3 min readApr 5, 2023

Greetings, fellow nerds! Today, I’m going to explain you how to build your very own AI-based question and answering system on top of any PDF content.

Why, you ask? Because why not! Plus, you’ll impress all your friends with your AI wizardry. So, let’s get started.

Prerequisites

Before we start building the system, we need to make sure that we have the following prerequisites installed on our machine:

Python 3.x
pip package manager

Installation

Let’s start by creating a new Python virtual environment and installing the required dependencies:

python3 -m venv env
source env/bin/activate
pip install openai langchain pinecone-client

Unstructured File Loader

Thanks to LangChain and its Unstructured File Loader again, which covers how to load almost all types of content from files.

Don’t forget to install other dependencies, depending upon your use-case

https://langchain.readthedocs.io/en/latest/modules/document_loaders/examples/unstructured_file.html

Extract the Book Content

In this step, we’ll extract the text content from the PDF file that we want to use for our question answering system.

from langchain.document_loaders import UnstructuredPDFLoader, OnlinePDFLoader
from langchain.text_splitter import RecursiveCharacterTextSplitter

loader = UnstructuredPDFLoader("my-fav-book.pdf")
data = loader.load()
print (f'Total {len(data)} document(s) found, having {len(data[0].page_content)} characters in your document')

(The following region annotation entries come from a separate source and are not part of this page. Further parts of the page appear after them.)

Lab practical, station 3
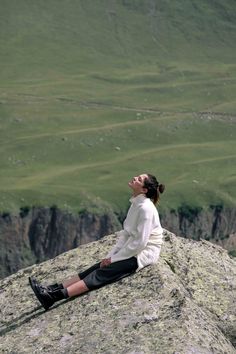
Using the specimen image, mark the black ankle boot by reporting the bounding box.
[47,283,64,291]
[29,277,55,310]
[29,277,69,310]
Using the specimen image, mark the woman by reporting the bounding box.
[29,174,165,310]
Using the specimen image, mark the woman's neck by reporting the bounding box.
[132,191,145,198]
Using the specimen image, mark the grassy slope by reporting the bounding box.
[0,0,236,210]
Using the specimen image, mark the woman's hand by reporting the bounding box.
[100,257,111,268]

Total 1 document(s) found, having 256101 characters in your document

Split Book into Smaller Chunks

text_splitter = RecursiveCharacterTextSplitter(
  chunk_size=2000, chunk_overlap=0)
texts = text_splitter.split_documents(data)

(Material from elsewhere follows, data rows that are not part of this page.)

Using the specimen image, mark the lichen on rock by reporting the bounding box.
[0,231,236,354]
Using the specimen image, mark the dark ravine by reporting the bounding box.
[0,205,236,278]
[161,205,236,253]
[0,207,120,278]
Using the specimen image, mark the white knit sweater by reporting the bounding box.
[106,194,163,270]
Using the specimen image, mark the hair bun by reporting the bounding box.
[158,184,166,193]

print (f'new splitted {len(texts)} documents')

new splitted 129 documents

Build Semantic Index

from langchain.vectorstores import Chroma, Pinecone
from langchain.embeddings.openai import OpenAIEmbeddings
import pinecone

embeddings = OpenAIEmbeddings(openai_api_key=OPENAI_API_KEY)

# initialize pinecone
pinecone.init(
    api_key=PINECONE_API_KEY,  # find at app.pinecone.io
    environment=PINECONE_API_ENV # next to api key in console
)
index_name = "langchain-exp"
namespace = "book"

docsearch = Pinecone.from_texts(
  [t.page_content for t in texts], embeddings,
  index_name=index_name, namespace=namespace)

Actual Fun and Test Part — QnA

from langchain.llms import OpenAI
from langchain.chains.question_answering import load_qa_chain

llm = OpenAI(temperature=0, openai_api_key=OPENAI_API_KEY)
chain = load_qa_chain(llm, chain_type="stuff")

query = "Who are you ?"
docs = docsearch.similarity_search(query,
  include_metadata=True, namespace=namespace)

chain.run(input_documents=docs, question=query)

Im the narrator of your favourite book. Ask me anything from it

Keep on asking more questions untill your OpenAI credits lasts..:)

Resume Question and Answering

If your index is already built and persisted in pinecone, please reuse it like this:-

index_name = "langchain-exp"
namespace = "book"
docsearch = Pinecone.from_existing_index(index_name, embeddings, namespace=namespace)

In conclusion, building an AI-based question and answering system over any PDF content is a fascinating and rewarding task. Thanks to powerful tools such as OpenAI, LangChain, and Pinecone, it has become easier than ever to extract meaning and insights from text data. By following the step-by-step process we have outlined in this article, you can leverage these technologies to create a Q&A system that can help users find the information they need quickly and accurately. With further experimentation and customization, you can also enhance the system’s performance and make it even more useful for a wide range of applications.

I hope that this article has provided you with valuable insights and inspiration for your own AI projects.